TSX snaps positive streak despite hitting all-time high ahead of policy cues from Fed


TORONTO — Canada’s main stock index snapped a seven-day winning streak despite hitting an all-time high as investors await policy cues Wednesday from the Federal Reserve.

The S&P/TSX composite index closed down 80.74 points to 18,874.01 after setting an intraday record of 18,974.19.

In New York, the Dow Jones industrial average was down 127.51 points at 32,825.95. The S&P 500 index was down 6.23 points at 3,962.71, while the Nasdaq composite was up 11.86 points at 13,471.57.

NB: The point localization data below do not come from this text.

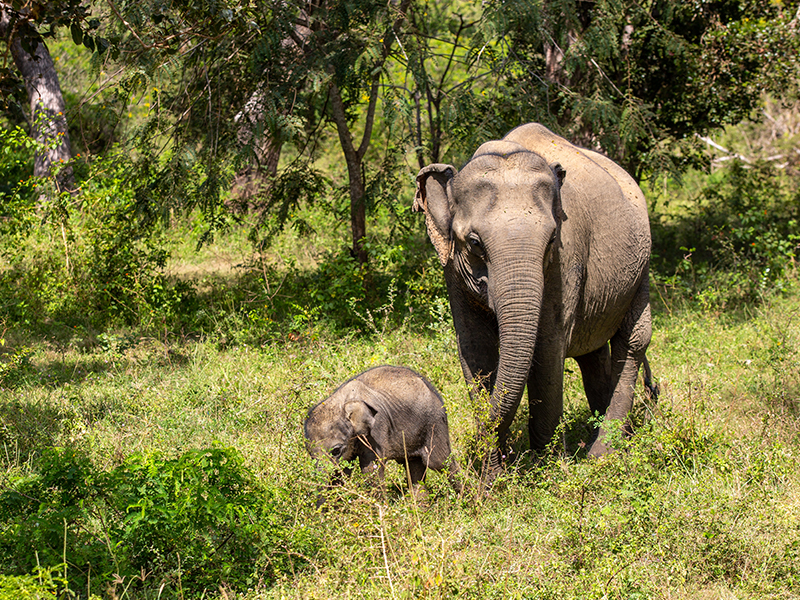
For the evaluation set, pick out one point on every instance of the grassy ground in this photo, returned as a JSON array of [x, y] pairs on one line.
[[703, 502]]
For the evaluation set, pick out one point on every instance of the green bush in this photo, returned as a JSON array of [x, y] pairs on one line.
[[735, 239], [193, 522]]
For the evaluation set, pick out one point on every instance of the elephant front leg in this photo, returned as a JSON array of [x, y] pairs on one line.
[[545, 396], [628, 347]]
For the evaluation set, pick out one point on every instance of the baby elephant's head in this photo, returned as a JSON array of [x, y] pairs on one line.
[[332, 428]]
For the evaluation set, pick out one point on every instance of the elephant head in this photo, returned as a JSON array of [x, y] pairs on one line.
[[495, 226]]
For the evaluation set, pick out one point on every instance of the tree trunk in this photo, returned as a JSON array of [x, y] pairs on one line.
[[354, 159], [48, 121], [255, 177]]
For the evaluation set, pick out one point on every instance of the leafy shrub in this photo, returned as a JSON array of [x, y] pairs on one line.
[[737, 238], [194, 522]]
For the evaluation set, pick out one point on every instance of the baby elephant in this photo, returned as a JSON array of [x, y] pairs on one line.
[[385, 413]]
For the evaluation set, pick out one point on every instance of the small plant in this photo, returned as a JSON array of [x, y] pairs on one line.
[[194, 521]]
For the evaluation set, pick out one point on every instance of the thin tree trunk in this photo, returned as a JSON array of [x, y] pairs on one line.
[[354, 159], [48, 121]]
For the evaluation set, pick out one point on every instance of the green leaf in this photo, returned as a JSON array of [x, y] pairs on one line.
[[77, 34]]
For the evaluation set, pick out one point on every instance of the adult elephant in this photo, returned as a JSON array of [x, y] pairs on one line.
[[546, 250]]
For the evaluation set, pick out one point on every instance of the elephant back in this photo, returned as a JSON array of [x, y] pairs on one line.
[[581, 165]]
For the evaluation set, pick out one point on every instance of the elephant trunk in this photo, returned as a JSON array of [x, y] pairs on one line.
[[517, 301]]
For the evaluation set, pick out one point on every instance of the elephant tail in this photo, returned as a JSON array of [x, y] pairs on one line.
[[651, 388], [454, 474]]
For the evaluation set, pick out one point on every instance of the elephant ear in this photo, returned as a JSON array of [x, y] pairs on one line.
[[560, 174], [434, 191]]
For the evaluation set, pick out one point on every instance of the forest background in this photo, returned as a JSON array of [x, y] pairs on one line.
[[205, 227]]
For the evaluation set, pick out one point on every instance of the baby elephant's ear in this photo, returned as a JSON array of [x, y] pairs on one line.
[[360, 415]]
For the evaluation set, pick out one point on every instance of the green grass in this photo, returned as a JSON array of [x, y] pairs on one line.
[[701, 503]]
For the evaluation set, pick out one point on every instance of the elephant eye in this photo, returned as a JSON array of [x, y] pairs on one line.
[[475, 245]]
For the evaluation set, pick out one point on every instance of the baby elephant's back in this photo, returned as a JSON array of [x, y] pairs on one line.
[[415, 410]]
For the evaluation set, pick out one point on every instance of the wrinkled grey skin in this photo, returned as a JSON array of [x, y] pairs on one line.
[[385, 413], [546, 250]]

“It’s a bit of a normal pullback in markets today,” said Colin Cieszynski, chief market strategist at SIA Wealth Management.

The declines came after the TSX, Dow and S&P had record days to start the week and the TSX and S&P 500 hit intraday highs.

“I think the reason we’re getting this retrenchment is people are waiting to see what the Fed has to say tomorrow,” he said in an interview.

The U.S. central bank will likely decide to “stay the course” in terms of interest rates as did the Bank of Canada last week. But markets will be parsing words from chairman Jerome Powell for signs of worry about inflation or any cutback on asset purchase programs.

Investors will also be paying close attention to projections. Does he raise the outlook for GDP, lower unemployment and what does Powell say about inflation and bond yields.

“There’s a lot of moving pieces and I think what’s happened today is people are just kind of taking a breath, sitting on their hands and just kind of taking some money off the table waiting to see what the Fed has to say.”

The Fed’s moves come after Bank of Canada governor Tiff Macklem said last week he wasn’t worried about bond yields and would be staying the course on the near-zero key interest rate.

European Central Bank president Christine Lagarde vowed to step up asset purchases to keep a lid on yields.

Cieszynski said he doubts Powell will follow Europe’s example. They could let short-term rates increase to drive down long-term rates as they did about a decade ago, but Cieszynski is not convinced.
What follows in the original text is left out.